Simulation run under conditions giving rise to behaviour 3 (V1 not opening, then later V2 not closing, then still later V2 operating normally). During the 74 s of simulated time shown here, the relaxation period between contractions decreased from 1.35 to 0.37 s. See caption to Fig. 3 for details of panel content and identification of individual traces.

Figure 8

The path (red, with selected cycles overprinted in black) of the instantaneous (D, Δp_tm)-operating point during a p_out ramp giving rise to behaviour 3 (same run as shown in Fig. 7).
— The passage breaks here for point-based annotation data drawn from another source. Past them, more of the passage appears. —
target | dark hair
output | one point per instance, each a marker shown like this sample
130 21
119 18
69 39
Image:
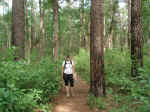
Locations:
68 56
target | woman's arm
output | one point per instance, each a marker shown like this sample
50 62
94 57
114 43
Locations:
62 72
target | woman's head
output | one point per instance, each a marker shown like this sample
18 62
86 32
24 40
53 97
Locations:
67 57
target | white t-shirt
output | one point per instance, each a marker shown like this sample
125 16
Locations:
68 67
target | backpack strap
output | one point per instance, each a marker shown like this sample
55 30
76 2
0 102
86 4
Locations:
66 63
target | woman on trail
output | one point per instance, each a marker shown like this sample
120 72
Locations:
67 75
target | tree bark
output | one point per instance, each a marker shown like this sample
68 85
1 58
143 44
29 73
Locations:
82 31
97 86
129 24
136 37
18 30
42 30
56 29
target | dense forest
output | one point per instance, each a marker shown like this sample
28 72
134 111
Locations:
107 39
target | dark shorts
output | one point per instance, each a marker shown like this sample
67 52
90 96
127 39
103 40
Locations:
68 79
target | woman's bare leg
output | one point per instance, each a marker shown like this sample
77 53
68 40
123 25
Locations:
67 91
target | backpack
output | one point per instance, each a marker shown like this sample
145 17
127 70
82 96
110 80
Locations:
66 63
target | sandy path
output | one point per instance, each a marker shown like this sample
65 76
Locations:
76 103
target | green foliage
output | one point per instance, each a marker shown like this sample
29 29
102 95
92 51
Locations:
23 87
128 94
94 101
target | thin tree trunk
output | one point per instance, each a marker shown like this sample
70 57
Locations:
18 30
136 37
97 86
56 29
32 24
82 31
42 30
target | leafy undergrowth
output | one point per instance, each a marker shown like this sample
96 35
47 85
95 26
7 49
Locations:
124 94
25 87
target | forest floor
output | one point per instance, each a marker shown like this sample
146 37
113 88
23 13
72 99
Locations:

See caption to Fig. 4 for further detail of the plotted symbols and curves.

Figure 9

Behaviour 5 (V1 stays closed, V2 immediately follows suit). During the 94 s of simulated time shown here, the relaxation period between contractions decreased from 1.95 to 0.69 s. See caption to Fig. 3 for details of panel content and identification of individual traces.

Figure 10

Behaviour 6 (as 5, but V2 eventually reopens and stays open). For this run, the parameter m which multiplies the rate of contraction activation rise and fall was reduced from 2 to 1. During the 84 s of simulated time shown here, t_r decreased from 2.88 to 0.41 s. See caption to Fig. 3 for details of panel content and identification of individual traces.

Figure 11

A simulation of behaviour 7 (V2 ceases to open). For this run, the two curves governing V1 opening and closure were depressed by 0.3 cmH₂O. During the 62 s of simulated time shown here, the relaxation period between contractions decreased from 3.49 to 1.49 s. See caption to Fig. 3 for details of panel content and identification of individual traces.

Figure 12

Starting at p_out = p_in = 1 cmH₂O, p_out is ramped up. As shown by the intra-lymphangion pressure (black), contractions develop the required systolic pressure up to a certain maximum (at ~203.9 min), beyond which the outlet valve V2 (red) no longer opens; this is behaviour 7. Modified from fig. 1 of Davis et al. (2011).

Figure 13

Two p_out ramps applied to the same vessel, the first starting from p_in = p_out = 2 cmH₂O, the second from p_in = p_out = 1.5 cmH₂O. The result is here termed behaviour 8.